College’s assurance over strike
‘We’ll minimise impact on students’
Forth Valley College bosses say they are confident of minimising the impact on students ahead of planned industrial action by lecturers.
The EIS-FELA industrial action - including strike dates and action short of strike - has been called due to a national pay dispute and will begin next week.
EIS-FELA lecturing staff are in dispute over more pay through the national bargaining process and have posted notice of 14 proposed days of action - three in April and 11 in May - the first starting on Wednesday, April 20.
As a result all full-time, evening, apprenticeship programmes and school partnership provision at FVC will be cancelled on that day, unless alternative arrangements are put in place by individual departments, with students involved being contacteddirectly to advise them of this.
Any interviews linked to 2022/23 recruitment planned for the first day of action will go ahead or will be rescheduled and the exam programme and commercial training courses will go ahead as planned.
The college says no students will be disadvantaged in regards to their bursary, childcare or EMA funding as a consequence of the industrial action.
The Learning Resource Centres, refectories and gyms will remain open. However, the salons and the Gallery Restaurant at the Stirling Campus will be closed for the day.
FVC principal Professor Ken Thomson OBE said: “For 2021/22, EIS-FELA have rejected a £850 pay offer, consolidated on all pay points and a one-off £200 non-consolidated payment.
“The college sector is already facing significant challenges in the months to come due to funding cuts and the implications these may have. Along with others, we are also focusing on recovery following the pandemic and the affect this has had on the sector.
“Our students have already had to overcome so much over the past two years.
“The proposed action including strike days, working to rule and a resulting boycott, could potentially have a serious detrimental effect for these students in progressing their qualifications and their future opportunities.
“We are currently considering our resourcing options and the impact on our students. We are also putting measures in place in order to balance the need to offer a service whilst also mitigating the results of any action taken. With appropriate planning in place we are confident we can minimise any impact on our students.
“College Employers Scotland continue to meet with EIS-FELA in the hope they can reach agreement and avoid industrial action.”
Alex Linkston, chair of the Employers’ Association, said: “We cannot offer money that we do not have. Less than one in four college lecturers in Scotland have voted to strike.
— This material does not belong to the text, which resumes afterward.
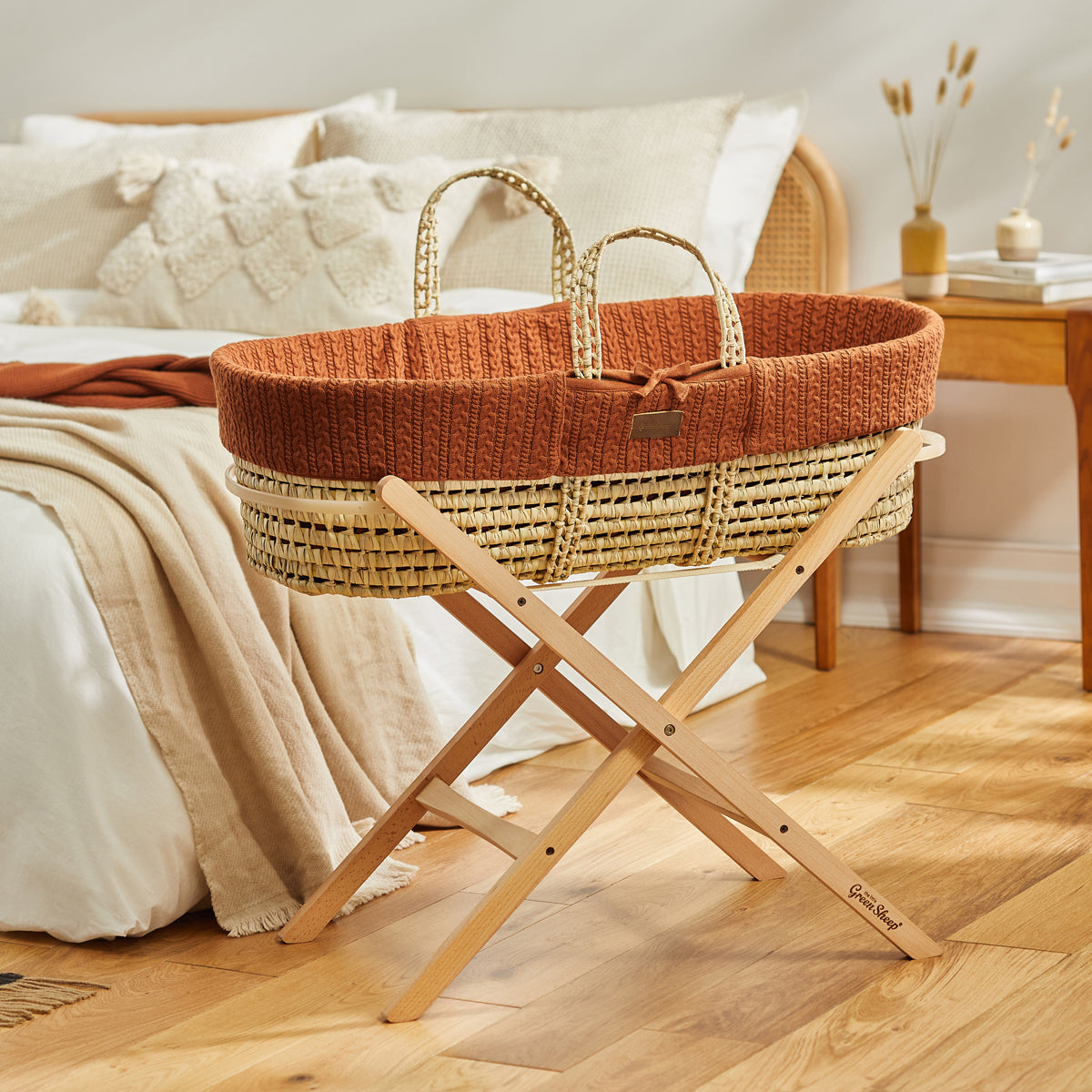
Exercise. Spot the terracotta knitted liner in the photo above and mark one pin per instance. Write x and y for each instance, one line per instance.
(485, 416)
(492, 397)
“Our offer pushes colleges to the absolute financial max. We have offered all lecturing staff an extra £1,000 this year, equivalent to an average increase of 2.2 per cent. This is more than teachers, civil servants, police, and fire service who have already accepted. Part of the reason such a significant offer is on the table is employers’ want to acknowledge the outstanding work carried out by college staff throughout the pandemic.”
EIS General Secretary, Larry Flanagan, said however: “Over the course of the COVID 19 pandemic thus far, college lecturers have stood up and delivered for students.
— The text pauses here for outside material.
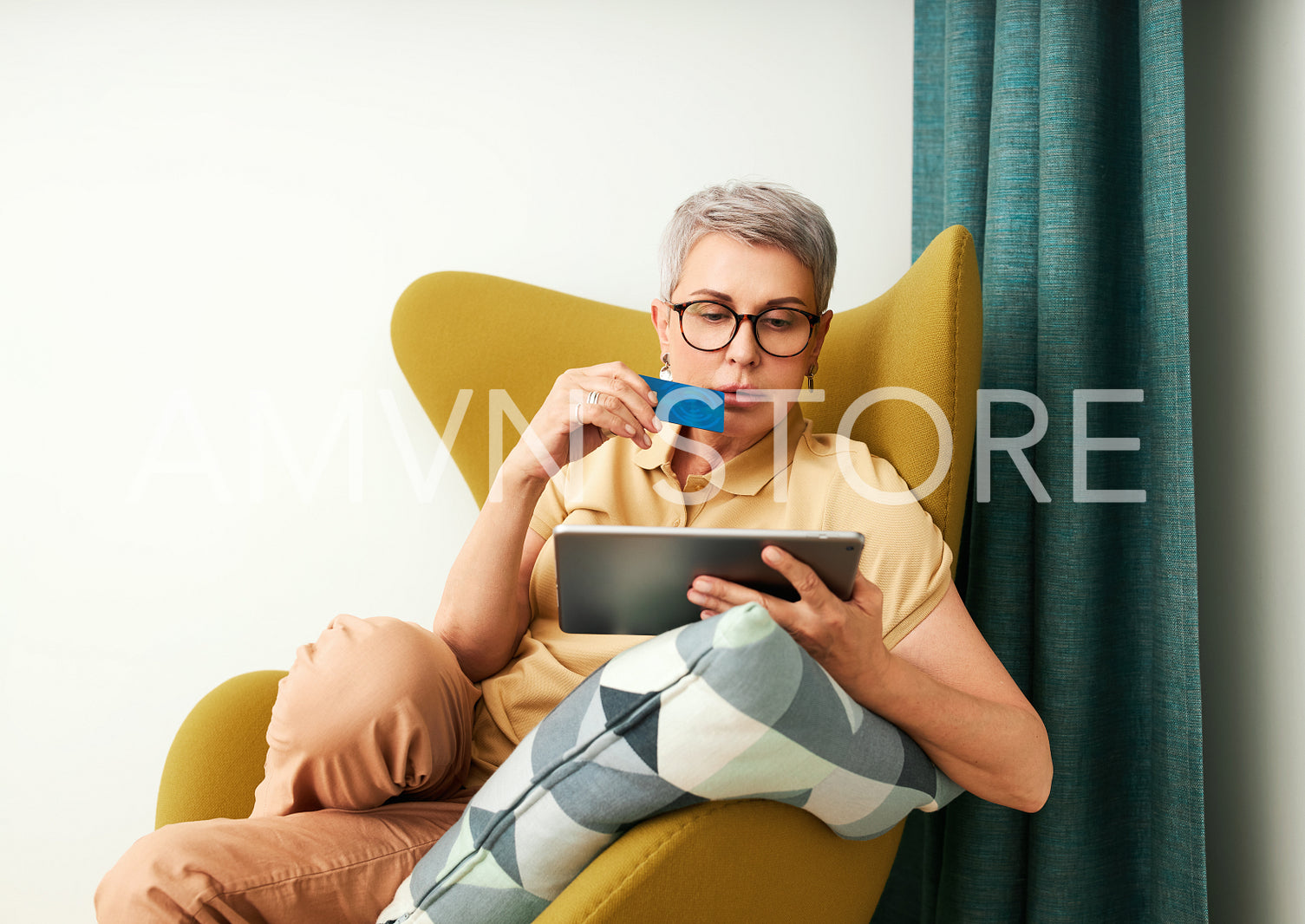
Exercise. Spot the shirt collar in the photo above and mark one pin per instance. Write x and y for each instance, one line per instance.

“They have gone above and beyond in ensuring that those who attend college, to gain the skills and qualifications they need, have continued to receive high standards of teaching and learning.
“They have done this despite an EIS survey showing EIS-FELA members experiencing rising levels of stress and workload, while many college lecturers have received no wellbeing check in from their employers.
“Words of gratitude, and a pay offer that does not begin to address the pressures on the cost of living, are not enough.
“The EIS urges the Employers’ side of the NJNC to accept EISFELA’S offer of further negotiations and to return to the table with a pay offer that avoids unnecessary and wholly avoidable industrial action in the FE sector.”
Planned strike action is set for April 20, 26, 27 and May 4-5, 10-12, 17-19 and 24-26.